The liquid crystal display panel according to claim 8, wherein the relationship between the common voltage and the input voltage is: a common voltage = K × an input voltage, and K is a constant.
The liquid crystal display panel according to claim 8, wherein the switching element is a MOS transistor, a gate of the MOS transistor receives the control signal, a source is connected to a ground, and a drain is connected to the voltage dividing resistor string. .

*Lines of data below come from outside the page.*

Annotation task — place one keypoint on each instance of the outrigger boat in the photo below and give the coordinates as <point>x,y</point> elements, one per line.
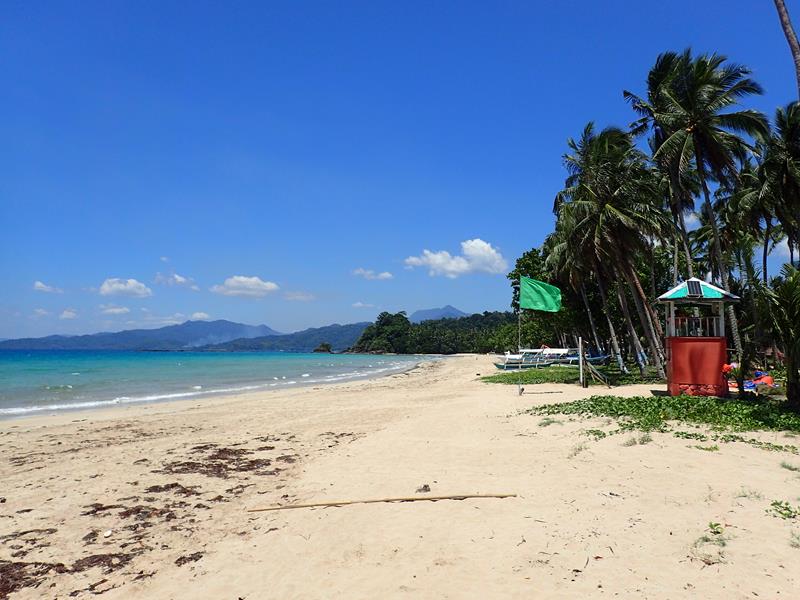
<point>533,358</point>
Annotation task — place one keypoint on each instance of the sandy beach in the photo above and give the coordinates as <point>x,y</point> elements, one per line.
<point>150,501</point>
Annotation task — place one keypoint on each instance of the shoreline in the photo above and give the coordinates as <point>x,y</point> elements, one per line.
<point>151,502</point>
<point>203,395</point>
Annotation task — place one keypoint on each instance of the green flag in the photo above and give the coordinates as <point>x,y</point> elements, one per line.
<point>538,295</point>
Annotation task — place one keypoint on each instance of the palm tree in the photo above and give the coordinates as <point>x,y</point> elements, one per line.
<point>780,172</point>
<point>610,196</point>
<point>698,134</point>
<point>791,38</point>
<point>668,66</point>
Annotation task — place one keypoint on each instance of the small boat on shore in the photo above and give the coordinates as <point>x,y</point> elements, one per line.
<point>531,358</point>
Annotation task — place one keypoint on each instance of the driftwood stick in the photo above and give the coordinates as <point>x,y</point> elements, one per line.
<point>376,500</point>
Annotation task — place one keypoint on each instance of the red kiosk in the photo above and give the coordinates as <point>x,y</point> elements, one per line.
<point>696,345</point>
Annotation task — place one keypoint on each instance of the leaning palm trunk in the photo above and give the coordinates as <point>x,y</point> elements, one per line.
<point>638,351</point>
<point>685,241</point>
<point>717,251</point>
<point>791,38</point>
<point>783,303</point>
<point>612,332</point>
<point>591,318</point>
<point>767,233</point>
<point>675,260</point>
<point>650,335</point>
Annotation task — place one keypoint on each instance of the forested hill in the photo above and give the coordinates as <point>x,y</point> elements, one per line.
<point>487,332</point>
<point>188,335</point>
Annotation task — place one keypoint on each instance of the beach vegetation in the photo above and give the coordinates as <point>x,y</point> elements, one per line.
<point>570,374</point>
<point>576,449</point>
<point>695,151</point>
<point>748,493</point>
<point>654,413</point>
<point>712,448</point>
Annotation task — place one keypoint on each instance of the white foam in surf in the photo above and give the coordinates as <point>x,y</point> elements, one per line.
<point>198,390</point>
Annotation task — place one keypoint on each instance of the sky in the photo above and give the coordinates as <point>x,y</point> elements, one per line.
<point>304,163</point>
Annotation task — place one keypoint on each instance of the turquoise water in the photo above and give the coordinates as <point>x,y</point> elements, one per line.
<point>33,382</point>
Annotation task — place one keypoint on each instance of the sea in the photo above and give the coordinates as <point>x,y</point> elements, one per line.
<point>48,381</point>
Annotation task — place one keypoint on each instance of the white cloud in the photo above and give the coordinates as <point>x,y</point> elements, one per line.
<point>48,289</point>
<point>781,249</point>
<point>299,296</point>
<point>240,285</point>
<point>372,275</point>
<point>124,287</point>
<point>177,280</point>
<point>476,256</point>
<point>110,309</point>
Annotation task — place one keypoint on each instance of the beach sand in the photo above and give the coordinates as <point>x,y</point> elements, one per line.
<point>150,501</point>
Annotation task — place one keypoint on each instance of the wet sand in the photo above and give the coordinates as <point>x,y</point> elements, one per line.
<point>150,501</point>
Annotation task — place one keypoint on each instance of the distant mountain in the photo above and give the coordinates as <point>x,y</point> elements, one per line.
<point>433,314</point>
<point>190,334</point>
<point>340,337</point>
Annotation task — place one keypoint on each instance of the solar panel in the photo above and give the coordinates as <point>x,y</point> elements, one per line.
<point>693,289</point>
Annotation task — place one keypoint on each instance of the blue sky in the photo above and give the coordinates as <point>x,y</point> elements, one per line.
<point>298,142</point>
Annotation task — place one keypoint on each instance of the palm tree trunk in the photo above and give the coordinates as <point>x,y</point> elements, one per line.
<point>614,342</point>
<point>717,251</point>
<point>650,334</point>
<point>675,260</point>
<point>791,37</point>
<point>638,351</point>
<point>651,322</point>
<point>653,270</point>
<point>685,239</point>
<point>591,318</point>
<point>767,233</point>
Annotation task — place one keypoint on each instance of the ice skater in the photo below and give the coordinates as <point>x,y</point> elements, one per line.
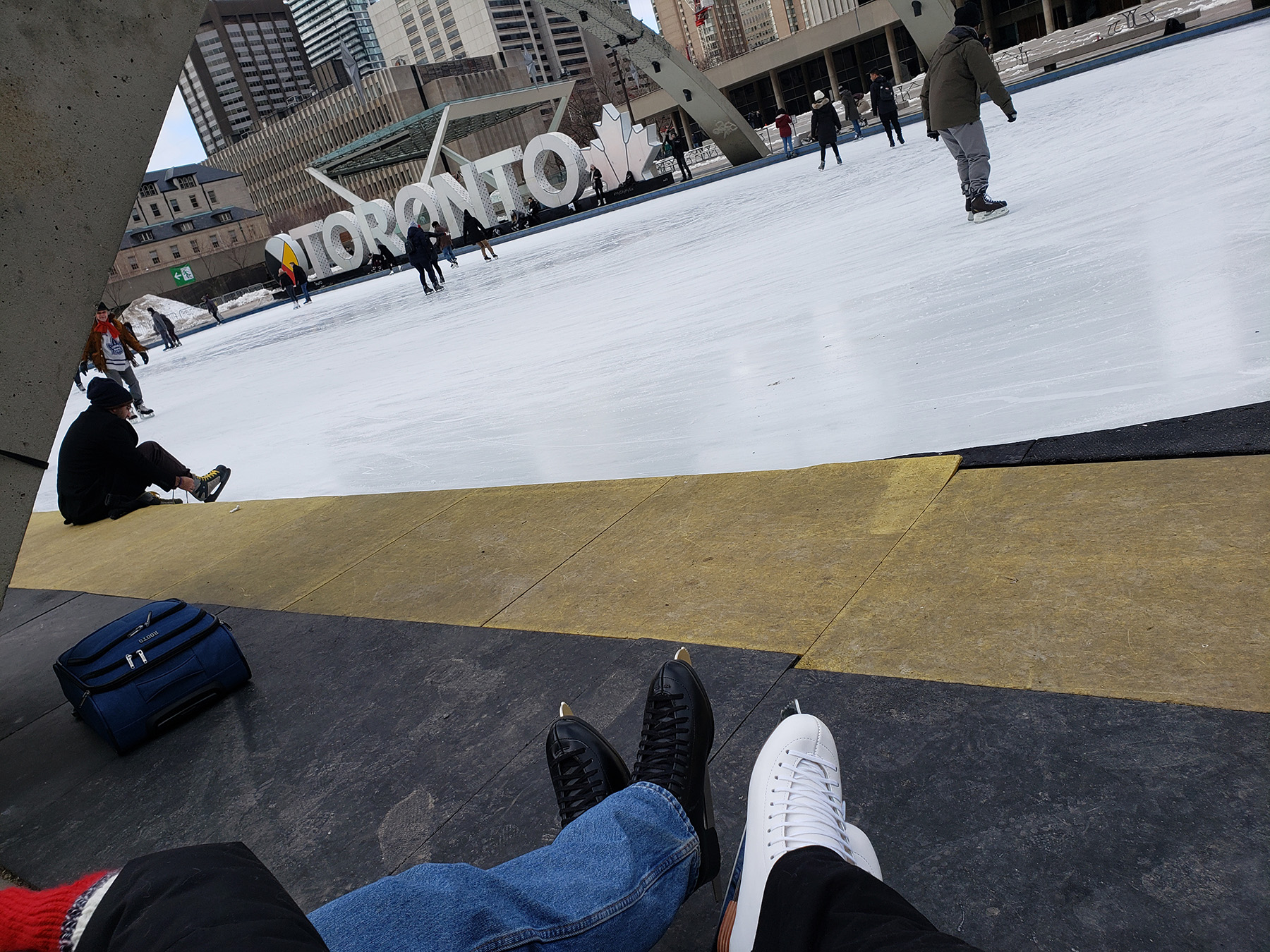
<point>635,842</point>
<point>103,472</point>
<point>160,327</point>
<point>423,257</point>
<point>111,348</point>
<point>476,234</point>
<point>785,127</point>
<point>210,306</point>
<point>445,244</point>
<point>950,101</point>
<point>882,97</point>
<point>825,126</point>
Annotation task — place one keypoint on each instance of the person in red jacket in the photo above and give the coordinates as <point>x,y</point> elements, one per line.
<point>785,126</point>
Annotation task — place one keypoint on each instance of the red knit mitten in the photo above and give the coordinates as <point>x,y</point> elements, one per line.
<point>32,922</point>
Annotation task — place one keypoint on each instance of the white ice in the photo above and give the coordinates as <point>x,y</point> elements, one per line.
<point>787,317</point>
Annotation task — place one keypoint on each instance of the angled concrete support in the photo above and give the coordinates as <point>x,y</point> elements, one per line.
<point>927,27</point>
<point>84,95</point>
<point>667,68</point>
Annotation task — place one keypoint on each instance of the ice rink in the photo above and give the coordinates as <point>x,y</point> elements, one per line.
<point>787,317</point>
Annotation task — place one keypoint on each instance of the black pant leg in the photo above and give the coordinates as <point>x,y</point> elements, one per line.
<point>817,901</point>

The liquid crystal display panel according to claim 11, wherein the voltage dividing resistor string comprises a first resistor, a second resistor, and a third resistor connected in series, the switch selecting unit comprising a first MOS transistor and a second MOS transistor Wherein the first end of the first resistor receives the voltage source, the second end is coupled to the first end of the second resistor, and the second end of the second resistor is coupled to the third resistor Connected to one end; the gate of the first MOS transistor receives a first control signal, the source is connected to the ground, the drain is connected to the second end of the second resistor; and the gate of the second MOS transistor receives a second control signal, the source is connected to the ground, and the drain is connected to the second end of the third resistor; the input voltage is between the second end of the first resistor and the first end of the second resistor Partial pressure is obtained.
The liquid crystal display panel according to claim 12, wherein said first control signal and said The two control signals are respectively high level or low level, and different combinations of the two correspond to different display modes.
The liquid crystal display panel according to claim 12, wherein a second end of the first resistor and a first end of the second resistor are further connected to the ground through a capacitor.